The FDA has announced the five winners of the Veterans Cardiac Health and AI Model Predictions (V-CHAMPS) Challenge. They are:
- VHeartAI
- ZS Associates ADS
- DSS
- Cognizant Good HeartML
- D&D
The V-CHAMPS challenge was developed by the Veterans Health Administration (VHA) Innovation Ecosystem (IE), the Digital Health Center of Excellence (DHCoE) at the FDA, the FDA Office of Digital Transformation (ODT)’s precisionFDA, and the UK Medicines and Healthcare products Regulatory Agency (MHRA) to call on the scientific and data analytics community to develop and evaluate AI/ML models to predict cardiovascular health related outcomes in Veterans.
The Challenge included two phases. Phase 1 was focused on synthetic data and ran from May 25 to August 2, 2023. In this Phase of the Challenge, AI/ML models were developed by participants and trained and tested on the synthetic data sets provided to them, with a view towards predicting outcome variables for Veterans who have been diagnosed with chronic heart failure. Phase 2 focused on validating and further exploring the limits of the AI/ML models. During this Phase, high-performing AI/ML models from Phase 1 were brought into the VA system and validated on real-world Veterans health data within the VHA.

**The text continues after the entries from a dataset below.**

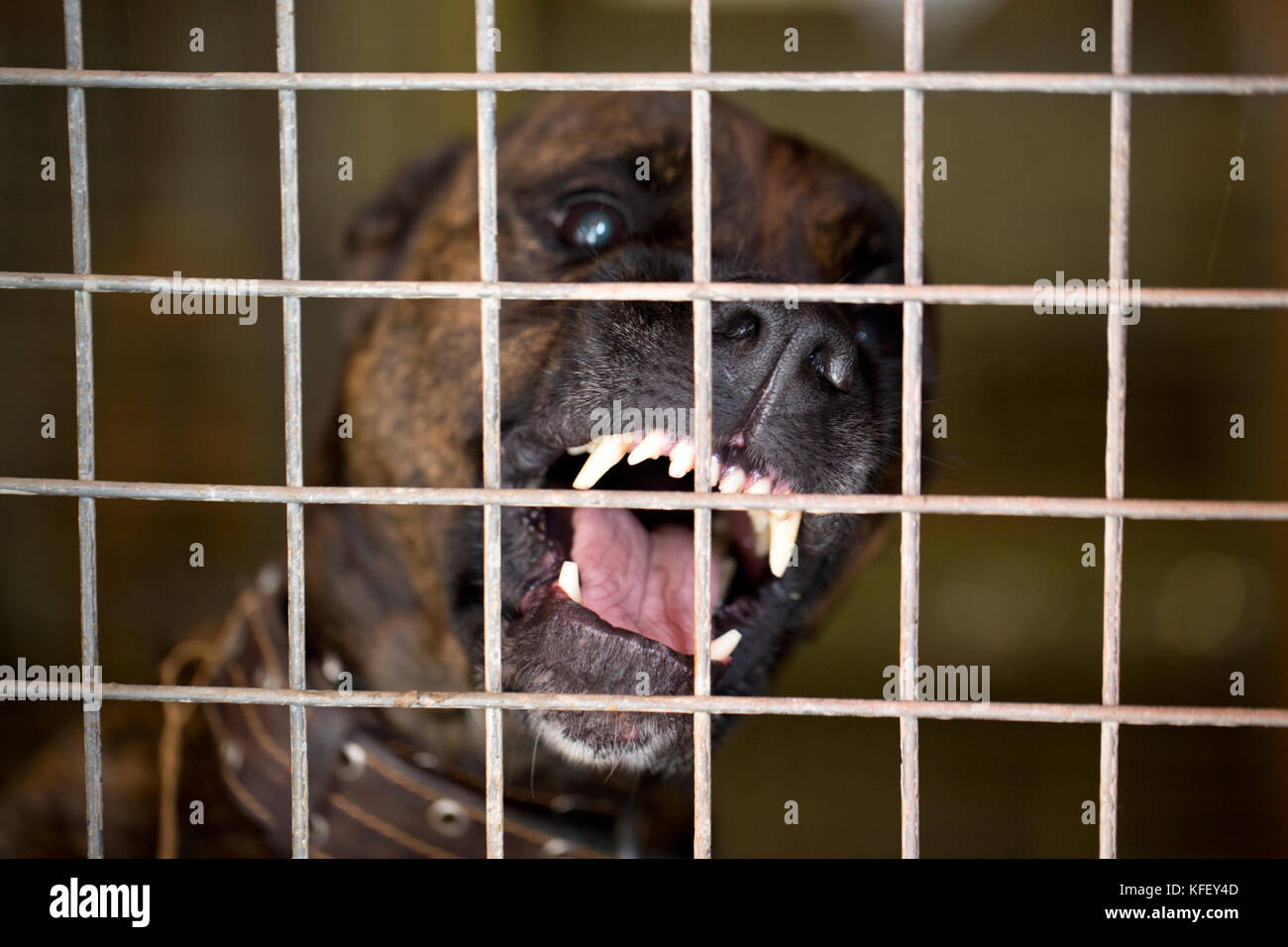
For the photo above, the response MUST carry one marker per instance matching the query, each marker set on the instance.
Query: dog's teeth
(733, 480)
(682, 459)
(782, 538)
(760, 530)
(649, 449)
(722, 646)
(601, 460)
(570, 579)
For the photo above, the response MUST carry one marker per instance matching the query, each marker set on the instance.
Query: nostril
(742, 325)
(836, 368)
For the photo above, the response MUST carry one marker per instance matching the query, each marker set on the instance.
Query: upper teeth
(774, 532)
(722, 646)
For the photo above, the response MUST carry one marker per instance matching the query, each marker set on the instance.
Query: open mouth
(632, 571)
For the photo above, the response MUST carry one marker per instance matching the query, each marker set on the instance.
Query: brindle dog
(805, 399)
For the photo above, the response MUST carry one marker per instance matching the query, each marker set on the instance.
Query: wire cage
(913, 81)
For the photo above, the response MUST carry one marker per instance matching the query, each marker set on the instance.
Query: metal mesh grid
(913, 81)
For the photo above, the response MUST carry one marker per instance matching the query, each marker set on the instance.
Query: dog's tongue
(636, 579)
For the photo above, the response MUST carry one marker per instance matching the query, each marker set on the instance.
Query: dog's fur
(809, 393)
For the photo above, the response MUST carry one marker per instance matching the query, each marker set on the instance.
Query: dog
(805, 398)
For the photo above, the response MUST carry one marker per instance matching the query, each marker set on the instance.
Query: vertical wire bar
(910, 532)
(77, 155)
(489, 313)
(699, 55)
(1116, 424)
(290, 172)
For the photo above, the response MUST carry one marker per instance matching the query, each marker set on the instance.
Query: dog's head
(596, 187)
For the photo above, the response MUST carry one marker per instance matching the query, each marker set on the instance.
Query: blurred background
(188, 180)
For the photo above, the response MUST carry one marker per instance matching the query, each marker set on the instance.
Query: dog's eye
(591, 223)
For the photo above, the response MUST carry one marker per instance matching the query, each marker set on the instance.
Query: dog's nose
(786, 359)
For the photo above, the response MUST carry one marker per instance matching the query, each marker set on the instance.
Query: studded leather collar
(372, 793)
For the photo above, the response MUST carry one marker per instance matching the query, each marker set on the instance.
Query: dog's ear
(374, 243)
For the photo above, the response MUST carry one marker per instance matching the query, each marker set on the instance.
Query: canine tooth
(722, 646)
(733, 480)
(649, 449)
(782, 538)
(760, 530)
(570, 579)
(601, 460)
(682, 459)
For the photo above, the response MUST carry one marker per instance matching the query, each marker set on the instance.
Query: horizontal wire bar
(945, 294)
(876, 80)
(1142, 715)
(1061, 506)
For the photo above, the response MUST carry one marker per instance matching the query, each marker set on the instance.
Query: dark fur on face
(807, 394)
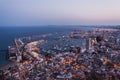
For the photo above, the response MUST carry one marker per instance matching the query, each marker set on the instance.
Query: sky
(59, 12)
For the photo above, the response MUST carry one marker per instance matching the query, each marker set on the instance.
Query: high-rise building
(88, 43)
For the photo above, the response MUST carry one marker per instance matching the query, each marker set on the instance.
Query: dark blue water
(7, 35)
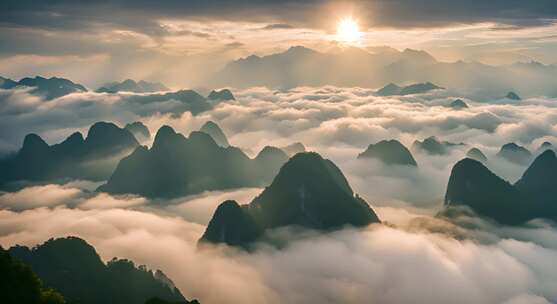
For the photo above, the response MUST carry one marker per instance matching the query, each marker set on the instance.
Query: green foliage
(19, 285)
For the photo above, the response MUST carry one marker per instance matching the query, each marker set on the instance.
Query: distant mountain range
(176, 165)
(308, 191)
(130, 85)
(50, 88)
(390, 152)
(418, 88)
(434, 146)
(92, 158)
(534, 195)
(73, 268)
(301, 66)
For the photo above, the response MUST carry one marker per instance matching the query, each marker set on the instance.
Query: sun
(348, 30)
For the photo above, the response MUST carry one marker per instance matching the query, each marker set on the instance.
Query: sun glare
(348, 30)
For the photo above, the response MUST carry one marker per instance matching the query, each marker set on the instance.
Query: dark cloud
(143, 15)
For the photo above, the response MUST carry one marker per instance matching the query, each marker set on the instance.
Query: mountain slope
(472, 184)
(308, 191)
(177, 165)
(391, 152)
(130, 85)
(92, 158)
(73, 267)
(216, 133)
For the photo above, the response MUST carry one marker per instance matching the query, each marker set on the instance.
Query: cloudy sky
(181, 42)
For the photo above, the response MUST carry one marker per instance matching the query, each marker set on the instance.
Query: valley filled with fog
(415, 255)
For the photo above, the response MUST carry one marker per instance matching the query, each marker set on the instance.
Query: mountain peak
(472, 184)
(164, 134)
(221, 95)
(212, 129)
(515, 153)
(512, 96)
(458, 104)
(391, 152)
(33, 142)
(476, 154)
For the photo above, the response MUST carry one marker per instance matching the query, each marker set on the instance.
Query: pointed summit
(216, 133)
(539, 181)
(389, 90)
(513, 96)
(515, 154)
(472, 184)
(221, 95)
(458, 104)
(308, 191)
(139, 130)
(390, 152)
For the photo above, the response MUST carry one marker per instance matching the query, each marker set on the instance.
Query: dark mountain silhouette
(177, 165)
(216, 133)
(539, 183)
(74, 268)
(188, 100)
(476, 154)
(294, 148)
(533, 196)
(221, 95)
(20, 285)
(91, 158)
(472, 184)
(391, 152)
(6, 83)
(139, 130)
(515, 153)
(458, 104)
(308, 191)
(417, 88)
(513, 96)
(50, 88)
(432, 145)
(545, 146)
(130, 85)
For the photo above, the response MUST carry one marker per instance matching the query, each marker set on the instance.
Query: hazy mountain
(471, 184)
(139, 130)
(216, 133)
(130, 85)
(458, 104)
(533, 196)
(391, 152)
(221, 95)
(434, 146)
(515, 153)
(299, 66)
(50, 88)
(539, 182)
(417, 88)
(93, 158)
(294, 148)
(6, 83)
(512, 96)
(172, 102)
(177, 165)
(19, 284)
(74, 268)
(545, 146)
(308, 191)
(476, 154)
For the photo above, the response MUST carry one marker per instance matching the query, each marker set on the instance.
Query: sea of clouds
(413, 258)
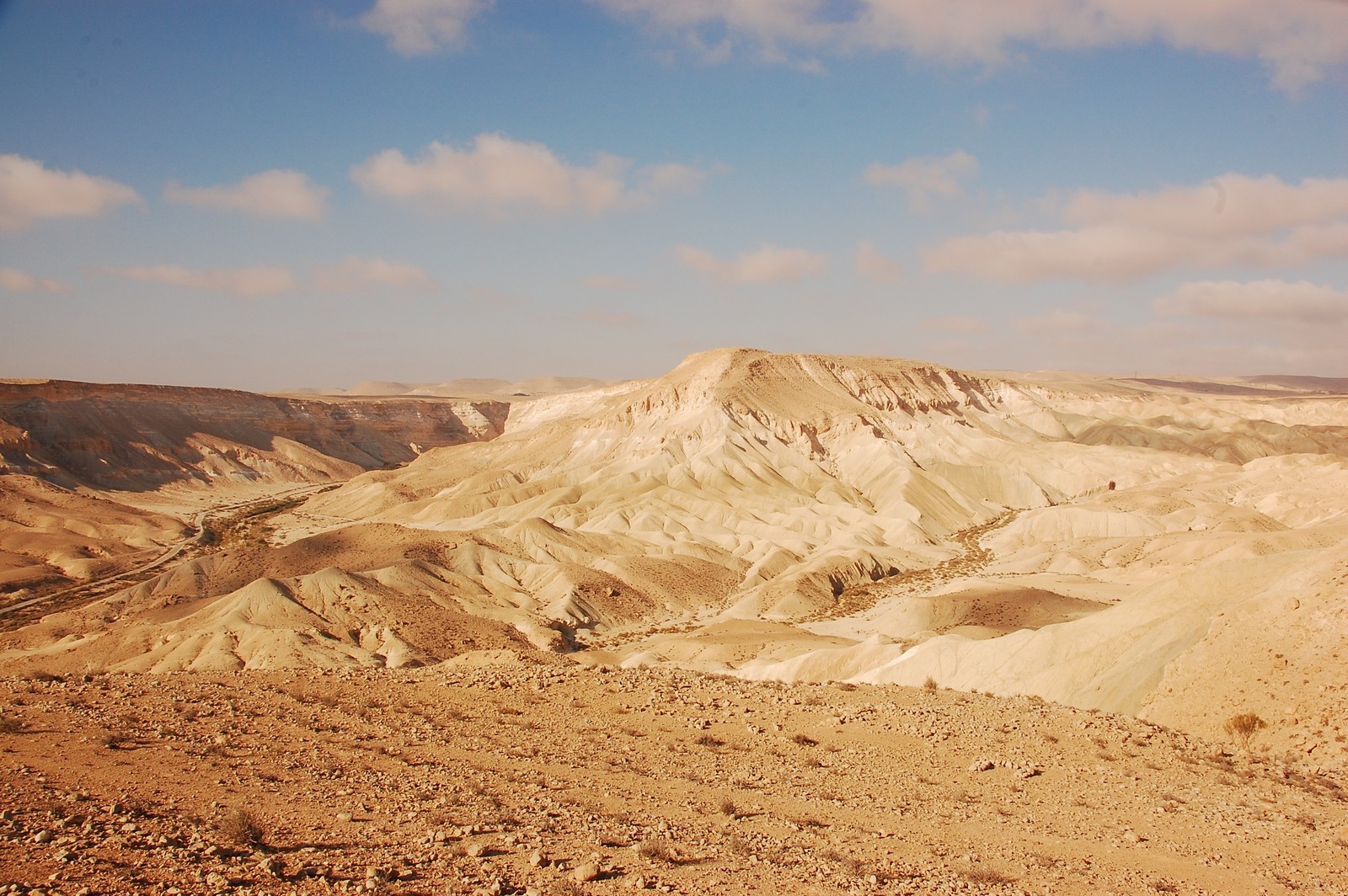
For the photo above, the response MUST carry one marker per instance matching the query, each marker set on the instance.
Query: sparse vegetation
(242, 829)
(658, 849)
(1242, 727)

More than 300 people from 16 countries registered for the Challenge, and the entries were judged by a combination of clinical and data science subject matter experts, and were evaluated on several aspects, including:
- Innovation in clinical predictors
- Completeness of data science approach
- Statistical metrics
- Exploration of demographics measures
Additionally, as a performance check, their model predictions on the QC dataset were compared to the ground truth in the QC data.
From the 13 entries that made it to Phase 2 of the Challenge, a final group of nine teams successfully completed the Challenge requirements and entered the final judging process. The FDA noted that teams that could not complete Phase 2 were affected mainly by using proprietary or third-party libraries that could not be deployed within the U.S. Department of Veterans Affairs (VA) cloud environment.
The final group of Phase 2 entries was dual-anonymously judged by a multi-disciplinary team of three data scientists and four clinicians from the VHA, FDA and National Institute of Standards and Technology (NIST). Models were evaluated based on performance on real-world VA data and were ranked according to the following criteria:
- High performance on clinical factors
- High performance on real-world data (RWD)
- High performance on aggregate statistical measures
Extreme Gradient Boosting (XGBoost) was the most common approach among the better-performing teams, and ensemble learning (using multiple ML models to build better predictions) using Scikit-Learn.ensemble was a common theme.
“The V-CHAMPS Challenge showed us that artificial intelligence (AI) models that performed well on the synthetic patient data in Phase 1 also performed well on the RWD during Phase 2, highlighting the potential value of using synthetic data in AI model development,” the FDA stated in its announcement of the winning entries. “Teams that employed ensemble learning approaches also tended to perform the best. Overall, isolating the clinical features that drove model performance was considered the most critical differentiator in evaluating whether AI models could potentially be valuable aids to clinicians treating patients with cardiovascular conditions such as heart failure. A formal publication is planned to provide more detailed information on the V-CHAMPS Challenge, the challenge process, the lessons learned and details of the models entered into the challenge.”